# lbs vs liters



## Ben Brewcat (Oct 27, 2004)

First note that you'll have a LOT of headspace in your bucket. That's fine for fermenting, but less than ideal for extended aging. 

My stab w/o calculator is that this recipe will be pretty sweet and certainly alcoholic. A 1:4 ratio gives a must of... about 1.086, and sugar yields 45 ppg for a total of 1.144-some. That's in the ballpark of 19% alcohol, more than mortal yeasts will routinely handle. I'm only saying that adding more honey wouldn't be of much benefit IMO. Substituting honey for the sugar though, or leaving out the sugar, might be more in line with traditional preparations.

You didn't mention what yeast you're using... what are you looking for in your mead: sweeter, drier? More or "too much" honey just doesn't get turned to alcohol (the yeast give up after so much alcohol, depending on the strain) and you taste it as sweetness proportional to the amount left; no problem there.
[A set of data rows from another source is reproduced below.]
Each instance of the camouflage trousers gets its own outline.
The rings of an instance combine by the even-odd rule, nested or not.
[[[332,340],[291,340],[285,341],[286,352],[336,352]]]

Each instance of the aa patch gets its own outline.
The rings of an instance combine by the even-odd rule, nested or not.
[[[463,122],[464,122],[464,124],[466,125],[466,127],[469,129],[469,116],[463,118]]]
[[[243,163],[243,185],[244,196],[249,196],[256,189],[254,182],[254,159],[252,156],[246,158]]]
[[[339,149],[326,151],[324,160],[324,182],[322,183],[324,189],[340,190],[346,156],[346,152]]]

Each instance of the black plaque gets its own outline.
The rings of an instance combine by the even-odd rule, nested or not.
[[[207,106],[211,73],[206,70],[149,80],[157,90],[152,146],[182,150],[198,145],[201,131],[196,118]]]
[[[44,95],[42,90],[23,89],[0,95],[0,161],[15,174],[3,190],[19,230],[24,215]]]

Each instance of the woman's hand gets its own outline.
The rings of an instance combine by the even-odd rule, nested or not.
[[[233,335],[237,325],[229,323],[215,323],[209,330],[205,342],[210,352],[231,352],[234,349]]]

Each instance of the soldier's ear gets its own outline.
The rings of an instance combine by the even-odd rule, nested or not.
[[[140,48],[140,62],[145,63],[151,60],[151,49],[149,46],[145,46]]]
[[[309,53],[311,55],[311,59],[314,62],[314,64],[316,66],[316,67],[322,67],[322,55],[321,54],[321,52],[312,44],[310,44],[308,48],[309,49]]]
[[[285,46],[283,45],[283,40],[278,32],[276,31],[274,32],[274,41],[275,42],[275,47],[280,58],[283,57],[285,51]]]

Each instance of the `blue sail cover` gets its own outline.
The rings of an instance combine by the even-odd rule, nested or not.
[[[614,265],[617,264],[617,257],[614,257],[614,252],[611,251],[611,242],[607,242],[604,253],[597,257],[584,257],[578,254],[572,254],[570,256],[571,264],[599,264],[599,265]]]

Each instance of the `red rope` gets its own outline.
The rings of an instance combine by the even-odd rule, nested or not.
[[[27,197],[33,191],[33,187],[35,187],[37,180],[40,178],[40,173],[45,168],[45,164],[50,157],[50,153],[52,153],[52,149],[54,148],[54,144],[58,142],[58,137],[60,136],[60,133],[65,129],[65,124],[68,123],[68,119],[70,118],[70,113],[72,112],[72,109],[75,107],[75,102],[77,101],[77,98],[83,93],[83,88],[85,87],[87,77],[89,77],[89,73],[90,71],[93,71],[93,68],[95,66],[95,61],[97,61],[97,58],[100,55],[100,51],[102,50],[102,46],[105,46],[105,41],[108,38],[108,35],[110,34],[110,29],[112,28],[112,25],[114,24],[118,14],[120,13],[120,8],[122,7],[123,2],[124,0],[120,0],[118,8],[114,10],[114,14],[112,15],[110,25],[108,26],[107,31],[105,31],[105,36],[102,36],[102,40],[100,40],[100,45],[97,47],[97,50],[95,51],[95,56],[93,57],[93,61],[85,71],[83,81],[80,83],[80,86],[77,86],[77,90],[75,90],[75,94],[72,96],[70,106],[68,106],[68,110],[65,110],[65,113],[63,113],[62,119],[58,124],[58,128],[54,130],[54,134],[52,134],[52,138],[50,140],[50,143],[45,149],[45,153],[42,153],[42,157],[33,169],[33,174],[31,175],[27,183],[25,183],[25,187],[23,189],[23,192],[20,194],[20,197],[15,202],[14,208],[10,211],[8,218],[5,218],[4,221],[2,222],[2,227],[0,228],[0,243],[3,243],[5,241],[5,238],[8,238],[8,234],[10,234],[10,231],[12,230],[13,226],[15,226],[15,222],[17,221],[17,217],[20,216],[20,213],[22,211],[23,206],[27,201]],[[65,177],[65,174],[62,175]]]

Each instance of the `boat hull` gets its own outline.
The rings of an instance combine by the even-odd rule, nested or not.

As far as the pound thing, I'll leave that to those craftier than I in the weird ways of weights and measures.


----------



## Vinman (Sep 7, 2005)

The only yeasts readily available to me are champagne yeast and brewer's yeast, so champagne yeast.

I do plan on using a yeast nutrient after seeing how weak fermentation was when I made rasberry mead last spring, without it.


----------



## Ben Brewcat (Oct 27, 2004)

Champagnes are roughly 18%, not knowing the particular critter, so that'll be a pretty alcoholic somewhat sweet mead, so plan for some aging. I concur FWIW with the noots. Have fun!


----------



## Drunkin (Mar 15, 2006)

The Reason it's pounds and not fluid oz is because it's easier for most beekeeps when it's in the frame to measure the amount of honey. 6lbs of honey works out to about 1 gallon or 4 litres, or at least with the abscence of a calculator that is a rough estimate.


----------



## sqkcrk (Dec 10, 2005)

Have you ever filled up one hundred 55 gallon drums? Fill them all to the same level. You'll get different weights.


----------



## Ben Brewcat (Oct 27, 2004)

A gallon of honey is typically in the ballpark of 12 pounds.


----------



## Aspera (Aug 1, 2005)

Vinman, some brewers yeast can be quite good. If you have the Chico ale strain (Sierra Nevada, 1056, sfale 56) it makes a very nice straight mead. Your recipe looks good, you may wish to try more honey and less sugar). I try not to go over 20% of the fermentables as sugar because you'll loose much of the honey taste.


----------